Investigation of Direct-Drive Shock Heating Using X-Ray Absorption Spectroscopy

The shock-heated shell in a direct-drive imploding capsule has plasma conditions in the Fermi-degenerate, strongly and weakly coupled regimes ($T_{e}\sim $ 10 eV, $n_{e}\sim $ 10$^{23}$ cm$^{-3})$. Time-resolved Al 1$s$--2$p$ absorption spectroscopy was used to diagnose direct-drive, shock-heated plasmas. A surrogate target consisting of a CH planar foil (50 \textit{$\mu $}m) with a buried tracer layer of Al (1 to 2 \textit{$\mu $}m) was irradiated with 10$^{14}$ to 10$^{15 }$W/cm$^{2}$, and x rays (1.4 to 1.6 keV) from a point-source Sm backlighter were transmitted through the drive foil.

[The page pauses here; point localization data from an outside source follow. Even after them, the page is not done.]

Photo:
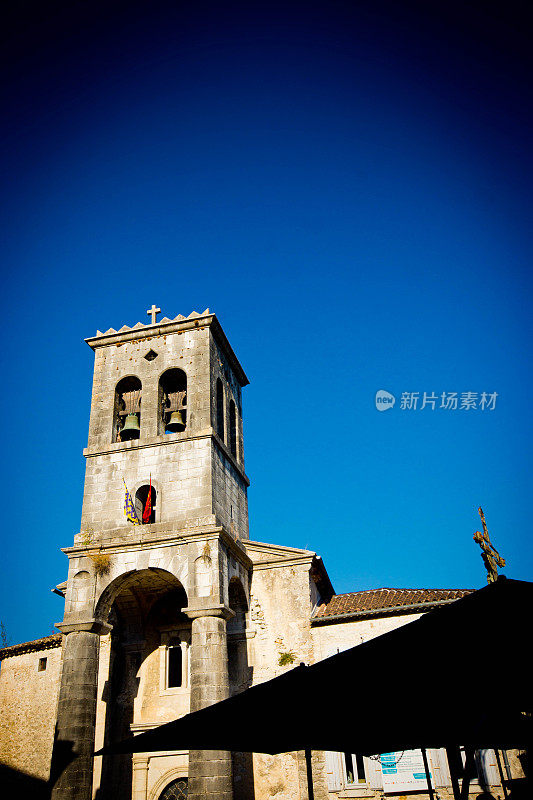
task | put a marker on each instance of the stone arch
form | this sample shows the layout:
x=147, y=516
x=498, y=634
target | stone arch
x=153, y=582
x=81, y=589
x=172, y=401
x=140, y=604
x=174, y=774
x=127, y=409
x=233, y=428
x=203, y=576
x=219, y=408
x=238, y=603
x=239, y=671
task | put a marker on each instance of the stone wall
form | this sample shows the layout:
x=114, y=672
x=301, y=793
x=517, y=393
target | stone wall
x=28, y=702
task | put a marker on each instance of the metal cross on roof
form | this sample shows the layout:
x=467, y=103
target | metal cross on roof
x=154, y=311
x=491, y=558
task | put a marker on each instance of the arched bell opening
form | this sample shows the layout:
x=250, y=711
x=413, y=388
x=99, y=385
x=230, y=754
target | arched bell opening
x=145, y=609
x=127, y=409
x=173, y=401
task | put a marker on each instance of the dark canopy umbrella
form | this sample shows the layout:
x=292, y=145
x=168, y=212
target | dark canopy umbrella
x=459, y=675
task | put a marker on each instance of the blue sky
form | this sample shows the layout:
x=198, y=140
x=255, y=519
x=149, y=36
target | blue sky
x=347, y=186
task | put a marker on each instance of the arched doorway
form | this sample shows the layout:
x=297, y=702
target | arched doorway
x=145, y=609
x=176, y=790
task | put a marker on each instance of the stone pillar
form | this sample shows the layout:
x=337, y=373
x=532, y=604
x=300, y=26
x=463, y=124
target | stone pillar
x=141, y=764
x=71, y=773
x=210, y=774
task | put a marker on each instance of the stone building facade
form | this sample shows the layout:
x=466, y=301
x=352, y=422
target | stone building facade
x=183, y=609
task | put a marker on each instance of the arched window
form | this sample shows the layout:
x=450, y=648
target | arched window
x=145, y=508
x=220, y=409
x=127, y=412
x=174, y=663
x=233, y=429
x=177, y=790
x=173, y=401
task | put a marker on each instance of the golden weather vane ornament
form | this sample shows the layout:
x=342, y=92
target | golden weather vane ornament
x=491, y=558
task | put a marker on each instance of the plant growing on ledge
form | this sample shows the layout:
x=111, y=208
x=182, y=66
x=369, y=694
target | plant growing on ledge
x=286, y=658
x=102, y=563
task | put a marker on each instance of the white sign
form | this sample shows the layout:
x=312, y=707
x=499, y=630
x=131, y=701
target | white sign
x=403, y=771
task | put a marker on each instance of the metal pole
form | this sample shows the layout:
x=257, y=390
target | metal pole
x=453, y=774
x=500, y=769
x=428, y=775
x=310, y=792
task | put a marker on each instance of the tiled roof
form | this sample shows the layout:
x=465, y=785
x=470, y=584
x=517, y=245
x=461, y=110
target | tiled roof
x=385, y=601
x=46, y=643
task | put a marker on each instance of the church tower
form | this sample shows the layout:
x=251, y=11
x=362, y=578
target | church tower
x=158, y=572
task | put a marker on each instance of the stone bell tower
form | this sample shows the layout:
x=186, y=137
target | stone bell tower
x=165, y=424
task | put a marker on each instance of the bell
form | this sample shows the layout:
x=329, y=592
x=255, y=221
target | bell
x=131, y=429
x=175, y=423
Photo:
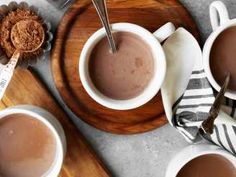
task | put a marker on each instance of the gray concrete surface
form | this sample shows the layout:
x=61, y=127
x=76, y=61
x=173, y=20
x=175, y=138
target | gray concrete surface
x=142, y=155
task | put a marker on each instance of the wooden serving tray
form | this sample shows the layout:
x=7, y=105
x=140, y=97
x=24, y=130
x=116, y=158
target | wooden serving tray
x=80, y=159
x=81, y=21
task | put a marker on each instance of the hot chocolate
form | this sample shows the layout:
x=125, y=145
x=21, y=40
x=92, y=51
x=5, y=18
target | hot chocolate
x=27, y=146
x=223, y=57
x=126, y=73
x=211, y=165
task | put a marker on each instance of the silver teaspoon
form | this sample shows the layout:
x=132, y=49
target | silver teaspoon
x=208, y=124
x=100, y=6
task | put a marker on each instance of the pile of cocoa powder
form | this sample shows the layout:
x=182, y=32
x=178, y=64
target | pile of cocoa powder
x=9, y=21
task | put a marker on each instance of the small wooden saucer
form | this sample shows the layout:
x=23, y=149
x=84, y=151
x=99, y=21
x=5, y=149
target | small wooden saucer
x=78, y=23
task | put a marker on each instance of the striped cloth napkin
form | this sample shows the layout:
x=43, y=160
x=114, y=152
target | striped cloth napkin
x=188, y=96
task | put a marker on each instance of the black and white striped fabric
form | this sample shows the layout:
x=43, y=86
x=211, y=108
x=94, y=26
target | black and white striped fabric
x=188, y=101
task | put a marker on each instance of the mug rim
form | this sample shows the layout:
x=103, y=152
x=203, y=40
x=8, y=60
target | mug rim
x=57, y=163
x=206, y=57
x=193, y=151
x=154, y=84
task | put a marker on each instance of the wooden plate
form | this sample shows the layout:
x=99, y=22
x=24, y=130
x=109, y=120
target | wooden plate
x=80, y=159
x=81, y=21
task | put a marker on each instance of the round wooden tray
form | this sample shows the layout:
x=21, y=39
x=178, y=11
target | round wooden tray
x=78, y=23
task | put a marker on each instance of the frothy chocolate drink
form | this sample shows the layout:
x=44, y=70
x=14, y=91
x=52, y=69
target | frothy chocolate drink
x=126, y=73
x=223, y=57
x=211, y=165
x=27, y=146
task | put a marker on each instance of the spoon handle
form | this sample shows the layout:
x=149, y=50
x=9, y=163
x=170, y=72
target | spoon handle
x=100, y=6
x=6, y=73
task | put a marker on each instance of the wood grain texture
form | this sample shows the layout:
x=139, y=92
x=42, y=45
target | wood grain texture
x=80, y=159
x=81, y=21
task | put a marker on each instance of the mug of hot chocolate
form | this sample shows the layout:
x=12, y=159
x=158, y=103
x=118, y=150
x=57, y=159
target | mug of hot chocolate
x=202, y=160
x=219, y=56
x=131, y=76
x=32, y=142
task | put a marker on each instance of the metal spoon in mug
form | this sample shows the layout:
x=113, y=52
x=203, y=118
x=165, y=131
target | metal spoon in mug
x=100, y=6
x=7, y=70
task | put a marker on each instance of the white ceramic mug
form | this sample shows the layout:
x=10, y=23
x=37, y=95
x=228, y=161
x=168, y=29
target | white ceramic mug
x=219, y=21
x=153, y=40
x=53, y=124
x=193, y=151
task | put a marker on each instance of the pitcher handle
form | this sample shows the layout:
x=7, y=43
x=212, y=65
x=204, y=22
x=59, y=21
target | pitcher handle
x=218, y=14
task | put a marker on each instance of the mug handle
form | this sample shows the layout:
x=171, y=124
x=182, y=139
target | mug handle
x=218, y=14
x=164, y=31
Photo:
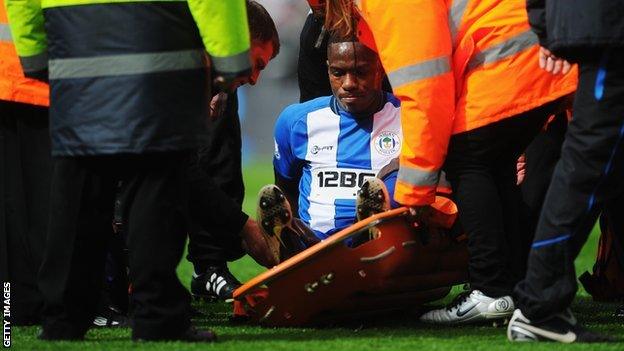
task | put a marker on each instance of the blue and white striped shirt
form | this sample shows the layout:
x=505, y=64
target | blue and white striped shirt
x=332, y=152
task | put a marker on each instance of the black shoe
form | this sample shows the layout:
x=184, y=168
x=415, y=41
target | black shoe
x=190, y=335
x=217, y=283
x=110, y=317
x=562, y=327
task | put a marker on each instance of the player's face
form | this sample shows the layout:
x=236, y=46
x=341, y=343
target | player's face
x=261, y=53
x=355, y=76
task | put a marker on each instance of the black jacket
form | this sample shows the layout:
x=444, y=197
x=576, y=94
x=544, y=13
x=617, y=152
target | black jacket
x=570, y=27
x=137, y=84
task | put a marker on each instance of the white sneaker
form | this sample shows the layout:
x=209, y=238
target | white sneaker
x=470, y=308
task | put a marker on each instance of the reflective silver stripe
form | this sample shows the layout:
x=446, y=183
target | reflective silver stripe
x=501, y=51
x=232, y=64
x=419, y=71
x=455, y=16
x=127, y=64
x=34, y=63
x=5, y=32
x=418, y=177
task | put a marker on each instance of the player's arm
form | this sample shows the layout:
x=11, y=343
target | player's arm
x=286, y=165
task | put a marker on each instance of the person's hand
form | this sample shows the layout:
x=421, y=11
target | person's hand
x=551, y=63
x=258, y=246
x=218, y=104
x=230, y=83
x=419, y=215
x=520, y=169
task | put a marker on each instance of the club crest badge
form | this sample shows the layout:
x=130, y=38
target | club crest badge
x=387, y=143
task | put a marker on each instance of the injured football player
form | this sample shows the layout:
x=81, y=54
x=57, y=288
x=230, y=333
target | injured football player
x=330, y=152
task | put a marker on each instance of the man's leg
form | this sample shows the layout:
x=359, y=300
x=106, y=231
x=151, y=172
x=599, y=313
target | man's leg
x=590, y=172
x=71, y=274
x=157, y=206
x=218, y=161
x=481, y=167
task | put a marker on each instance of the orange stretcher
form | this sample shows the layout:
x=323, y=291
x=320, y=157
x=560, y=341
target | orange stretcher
x=402, y=267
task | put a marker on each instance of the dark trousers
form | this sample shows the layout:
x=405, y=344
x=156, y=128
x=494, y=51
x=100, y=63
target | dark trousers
x=25, y=172
x=589, y=175
x=481, y=167
x=541, y=157
x=217, y=193
x=82, y=196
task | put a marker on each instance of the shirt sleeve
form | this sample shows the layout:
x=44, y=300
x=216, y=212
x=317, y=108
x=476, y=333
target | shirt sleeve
x=285, y=163
x=28, y=33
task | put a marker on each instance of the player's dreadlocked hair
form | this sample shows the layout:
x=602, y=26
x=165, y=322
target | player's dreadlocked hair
x=340, y=17
x=261, y=25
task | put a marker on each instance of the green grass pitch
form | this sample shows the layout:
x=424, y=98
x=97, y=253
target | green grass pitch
x=400, y=332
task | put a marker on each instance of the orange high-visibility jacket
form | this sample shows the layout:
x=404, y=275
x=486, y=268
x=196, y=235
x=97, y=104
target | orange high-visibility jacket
x=13, y=85
x=456, y=65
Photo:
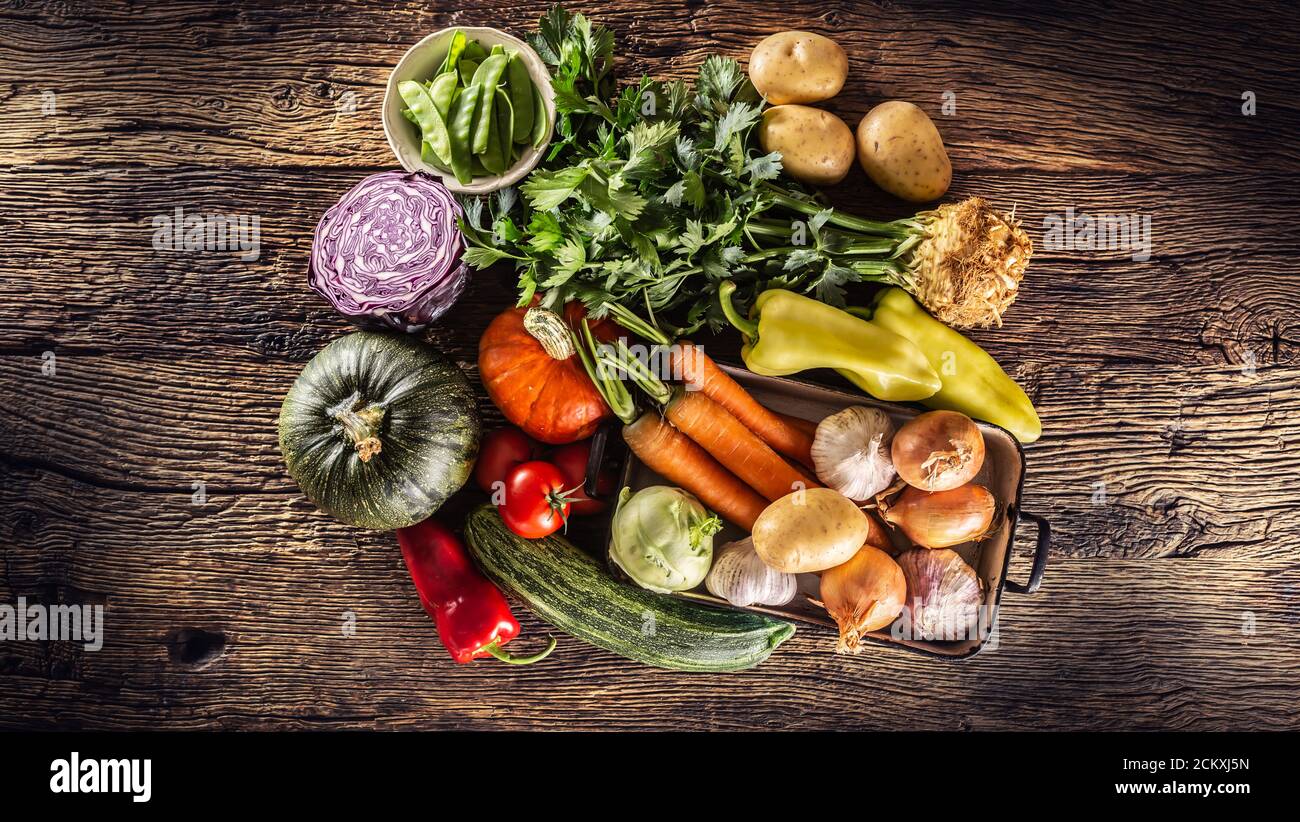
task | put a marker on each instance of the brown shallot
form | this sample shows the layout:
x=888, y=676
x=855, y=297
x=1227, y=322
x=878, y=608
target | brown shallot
x=863, y=595
x=937, y=450
x=944, y=518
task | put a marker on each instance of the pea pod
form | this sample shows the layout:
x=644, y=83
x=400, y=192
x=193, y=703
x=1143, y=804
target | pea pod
x=506, y=124
x=475, y=51
x=493, y=159
x=462, y=133
x=432, y=159
x=442, y=90
x=501, y=150
x=467, y=70
x=432, y=128
x=455, y=50
x=541, y=126
x=486, y=77
x=520, y=98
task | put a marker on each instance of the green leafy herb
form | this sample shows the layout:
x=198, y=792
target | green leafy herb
x=651, y=197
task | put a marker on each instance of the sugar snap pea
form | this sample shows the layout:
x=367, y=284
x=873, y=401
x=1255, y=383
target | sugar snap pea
x=520, y=98
x=475, y=51
x=493, y=159
x=541, y=126
x=460, y=133
x=488, y=77
x=433, y=130
x=467, y=69
x=432, y=159
x=454, y=52
x=503, y=117
x=442, y=90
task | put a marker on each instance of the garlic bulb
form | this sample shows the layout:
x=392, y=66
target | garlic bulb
x=741, y=578
x=944, y=595
x=850, y=451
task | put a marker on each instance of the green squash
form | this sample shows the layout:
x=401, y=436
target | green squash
x=380, y=429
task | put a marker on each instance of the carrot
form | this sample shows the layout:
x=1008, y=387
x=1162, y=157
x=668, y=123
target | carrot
x=702, y=373
x=671, y=454
x=733, y=445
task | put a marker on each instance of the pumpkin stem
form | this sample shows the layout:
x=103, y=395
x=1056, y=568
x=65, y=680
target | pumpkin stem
x=549, y=329
x=360, y=423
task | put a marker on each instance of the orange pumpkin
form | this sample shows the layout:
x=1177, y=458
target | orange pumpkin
x=536, y=379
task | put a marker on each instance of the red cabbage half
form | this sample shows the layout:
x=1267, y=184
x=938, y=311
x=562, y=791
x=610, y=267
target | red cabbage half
x=389, y=251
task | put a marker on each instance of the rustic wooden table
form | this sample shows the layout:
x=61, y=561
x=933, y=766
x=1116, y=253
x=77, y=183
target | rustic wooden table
x=139, y=388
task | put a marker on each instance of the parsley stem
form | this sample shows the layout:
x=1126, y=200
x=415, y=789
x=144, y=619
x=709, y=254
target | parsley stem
x=837, y=217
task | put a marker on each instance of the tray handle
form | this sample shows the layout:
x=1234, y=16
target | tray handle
x=596, y=458
x=1040, y=554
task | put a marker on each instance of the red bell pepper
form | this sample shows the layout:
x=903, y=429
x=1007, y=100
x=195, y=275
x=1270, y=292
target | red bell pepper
x=472, y=615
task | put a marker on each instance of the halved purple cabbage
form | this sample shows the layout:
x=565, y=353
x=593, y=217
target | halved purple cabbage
x=389, y=251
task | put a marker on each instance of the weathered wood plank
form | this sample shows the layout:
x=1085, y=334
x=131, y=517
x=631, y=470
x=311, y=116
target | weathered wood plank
x=1168, y=386
x=157, y=85
x=1105, y=644
x=1218, y=288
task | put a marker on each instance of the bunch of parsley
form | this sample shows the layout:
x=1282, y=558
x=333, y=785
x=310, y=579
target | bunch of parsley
x=651, y=197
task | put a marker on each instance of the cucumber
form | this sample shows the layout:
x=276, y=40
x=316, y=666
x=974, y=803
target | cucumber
x=571, y=591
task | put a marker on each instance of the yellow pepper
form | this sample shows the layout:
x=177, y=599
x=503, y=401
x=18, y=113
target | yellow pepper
x=973, y=381
x=792, y=333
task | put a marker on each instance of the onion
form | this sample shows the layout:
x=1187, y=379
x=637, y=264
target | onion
x=863, y=595
x=389, y=251
x=944, y=518
x=937, y=450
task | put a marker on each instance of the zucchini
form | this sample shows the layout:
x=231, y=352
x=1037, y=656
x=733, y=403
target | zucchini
x=571, y=591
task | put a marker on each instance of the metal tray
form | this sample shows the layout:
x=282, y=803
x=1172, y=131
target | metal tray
x=1002, y=474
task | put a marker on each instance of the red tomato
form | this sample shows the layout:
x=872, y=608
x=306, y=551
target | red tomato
x=534, y=502
x=499, y=453
x=571, y=459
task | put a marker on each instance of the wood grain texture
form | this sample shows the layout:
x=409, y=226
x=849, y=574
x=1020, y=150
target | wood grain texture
x=1168, y=386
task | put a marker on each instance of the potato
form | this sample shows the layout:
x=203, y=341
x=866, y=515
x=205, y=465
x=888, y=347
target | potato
x=810, y=530
x=797, y=66
x=901, y=151
x=817, y=147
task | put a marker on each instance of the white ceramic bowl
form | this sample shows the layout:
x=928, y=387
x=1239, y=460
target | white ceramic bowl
x=419, y=64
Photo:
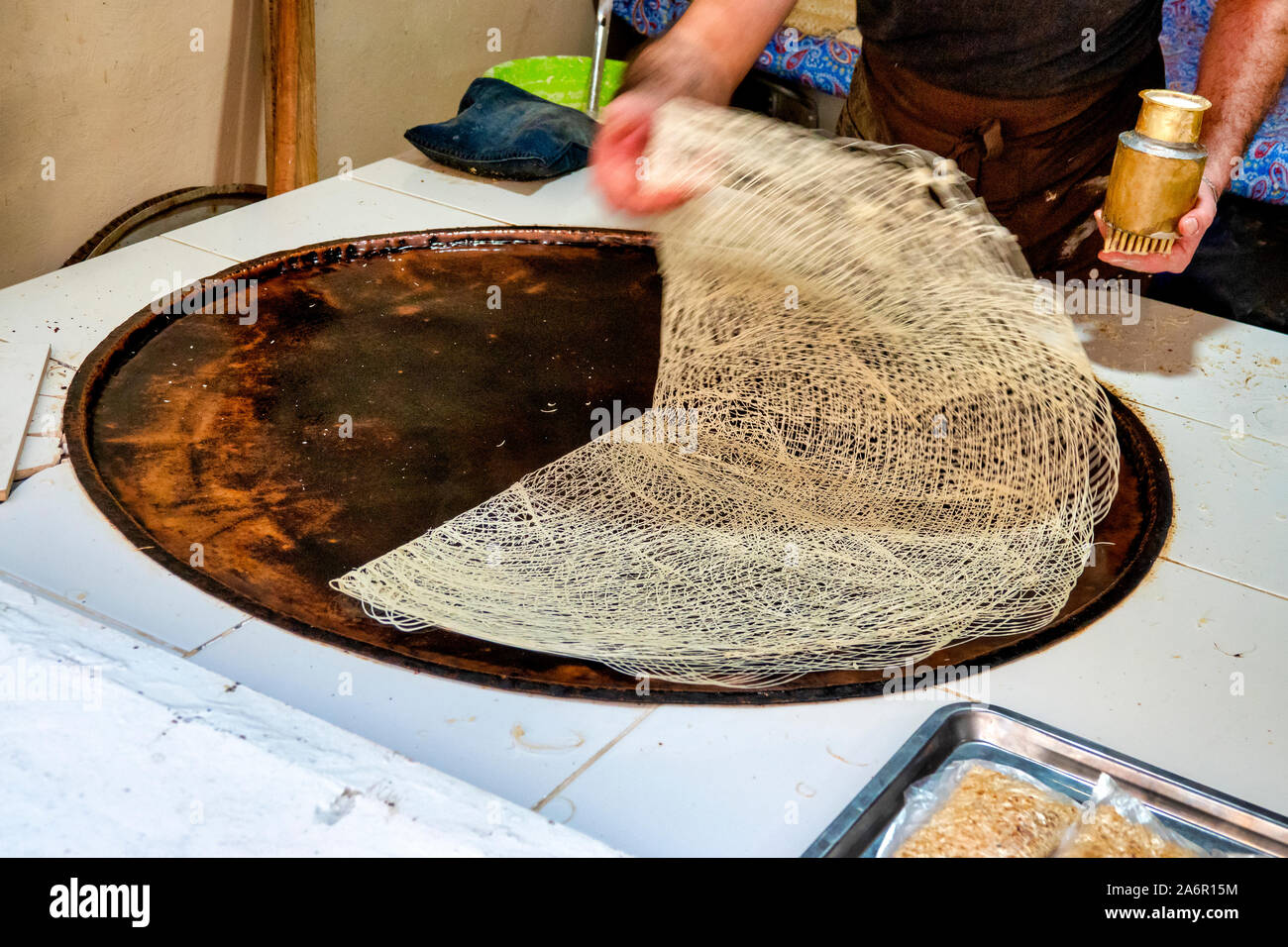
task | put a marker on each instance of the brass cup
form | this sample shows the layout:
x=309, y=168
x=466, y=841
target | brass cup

The $T_{e}$ inferred with detailed atomic physics codes (PrismSPECT, Spect3D) from the measured spectral line shapes are close to the predictions of the 1-D hydrodynamics code \textit{LILAC}. The extension of this technique to infer density from the broadening of the spectral line shapes will be discussed. This work was supported by the U.S. Department of Energy Office of Inertial Confinement Fusion under Cooperative Agreement No. DE-FC52-92SF19460.